Le temps des aveux est historiquement passionnant. Le récit, assez classique, tient sa force dans un duo/duel entre un jeune ethnologue français très intégré et amoureux (Raphaël Personnaz, dans son plus grand rôle à ce jour) et un jeune chef de camp de prisonnier, francophile, érudit et qui deviendra l’un des plus grands tortionnaires du siècle.

Le cinéaste a préféré une mise en scène presque réaliste à la flamboyance de ces épopées des années 90. Une grande partie du film se déroule à ciel ouvert, dans un camp, en pleine forêt. On ne quitte jamais le point de vue du prisonnier. Autrement dit, l’horreur Khmer n’est révélée que lorsqu’il s’évade et découvre les charniers. A quelques moments, l’histoire montre d’autres points de vue – celui de Douch ou celui de l’épouse – mais parcimonieusement.

La justice arbitraire, les exécutions sommaires, la torture psychologique ou physique, les travaux forcés stupides, les justifications absurdes sont autant de facettes démontrant la terreur de ce régime en passe de prendre le pouvoir. Reste que Wargnier est pudique. Qu’il ne préfère pas surenchérir, laissant notre imaginaire faire le travail. Cela retire sans doute un peu de sensation à ce drame étrangement calme, parfois taiseux. Jamais enragé. Loin de ses premiers films passionnels, il opte pour une sorte de séduction courtoise entre deux hommes qui auraient pu être amis en d’autres temps.

Ce couple infernal n’est pas nouveau au cinéma. Mais ici, nul excès. Le film semble se complaire dans une certaine réserve. Pourtant, cet homme attaché comme un animal et qui craint pour son sort ne laisse pas indifférent. Mais, sacrifiant l’intensité émotionnelle, le réalisateur préfère donner du rythme à son récit et se concentrer sur l’épopée de ce scientifique au milieu des barbares.

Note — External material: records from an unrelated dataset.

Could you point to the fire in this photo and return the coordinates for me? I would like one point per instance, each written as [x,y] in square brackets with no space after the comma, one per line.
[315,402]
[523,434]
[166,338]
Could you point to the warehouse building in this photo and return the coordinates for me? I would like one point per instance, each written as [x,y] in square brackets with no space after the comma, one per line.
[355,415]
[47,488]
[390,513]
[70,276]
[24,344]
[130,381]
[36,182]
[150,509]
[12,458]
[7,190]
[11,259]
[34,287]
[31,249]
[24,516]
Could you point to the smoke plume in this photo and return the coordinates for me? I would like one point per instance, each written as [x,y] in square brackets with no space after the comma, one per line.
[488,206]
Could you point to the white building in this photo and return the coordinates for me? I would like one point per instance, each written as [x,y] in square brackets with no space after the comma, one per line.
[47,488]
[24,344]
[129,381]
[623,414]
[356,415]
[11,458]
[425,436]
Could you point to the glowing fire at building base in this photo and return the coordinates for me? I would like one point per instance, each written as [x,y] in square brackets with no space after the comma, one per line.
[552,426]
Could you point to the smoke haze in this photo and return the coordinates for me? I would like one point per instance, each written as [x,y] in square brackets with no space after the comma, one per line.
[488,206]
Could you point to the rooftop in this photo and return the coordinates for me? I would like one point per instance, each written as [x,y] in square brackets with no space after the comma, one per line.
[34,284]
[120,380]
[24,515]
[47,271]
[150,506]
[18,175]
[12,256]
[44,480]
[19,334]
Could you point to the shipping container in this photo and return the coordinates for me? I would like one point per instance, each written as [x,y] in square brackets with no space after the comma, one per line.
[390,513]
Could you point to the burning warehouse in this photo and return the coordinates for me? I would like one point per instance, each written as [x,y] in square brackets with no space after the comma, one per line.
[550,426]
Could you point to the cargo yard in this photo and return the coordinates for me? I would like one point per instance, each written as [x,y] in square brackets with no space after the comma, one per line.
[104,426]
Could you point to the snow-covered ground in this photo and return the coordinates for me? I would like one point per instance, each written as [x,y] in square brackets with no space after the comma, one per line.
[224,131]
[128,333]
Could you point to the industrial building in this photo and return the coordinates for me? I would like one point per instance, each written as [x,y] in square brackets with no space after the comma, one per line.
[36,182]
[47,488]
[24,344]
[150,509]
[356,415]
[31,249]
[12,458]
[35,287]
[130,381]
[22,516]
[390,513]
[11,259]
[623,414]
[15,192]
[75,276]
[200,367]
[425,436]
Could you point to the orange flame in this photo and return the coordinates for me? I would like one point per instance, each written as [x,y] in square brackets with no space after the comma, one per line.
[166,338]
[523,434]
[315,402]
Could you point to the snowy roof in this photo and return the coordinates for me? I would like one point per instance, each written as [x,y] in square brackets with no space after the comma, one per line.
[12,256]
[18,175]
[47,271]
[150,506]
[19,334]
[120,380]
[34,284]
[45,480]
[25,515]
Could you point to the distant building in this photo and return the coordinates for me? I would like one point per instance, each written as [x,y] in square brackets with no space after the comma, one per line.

C’est davantage dans la description psychologique de ses personnages que le film s’épanouit. La cruauté doucereuse et l’humanité de Douch contraste avec nos préjugés. Wargnier tisse un lien invisible et peu bavard entre les deux hommes. Nul éclat ici. Le film est volontairement terne. Il ne peut y avoir de bonheur, ni de lumière, dans ce genre d’épreuve.

Après trois quart d’heure dans ce camp, Le temps des aveux redevient plus Wargnérien. L’exode programmé des Français rappelle la fuite de Sandrine Bonnaire dans Est-Ouest. Ce n’est pas Argo mais presque. Avec brio, l’évacuation est menée tambour-battant. Avec son lot de rebondissements et de suspens.

Il y a presque deux films aux antipodes, un pile, une face, qui coexistent. Les deux parties sont, chacune à la manière, efficaces, classiques, intéressantes. Le manque d’ambition cinématographique et la voix off qui tue toute volonté de nous émouvoir n’empêchent pas à cette histoire dans l’Histoire de nous faire comprendre l’ampleur des drames qui se nouent, qu’ils soient individuels (le prisonniers) ou collectifs (le peuple cambodgien).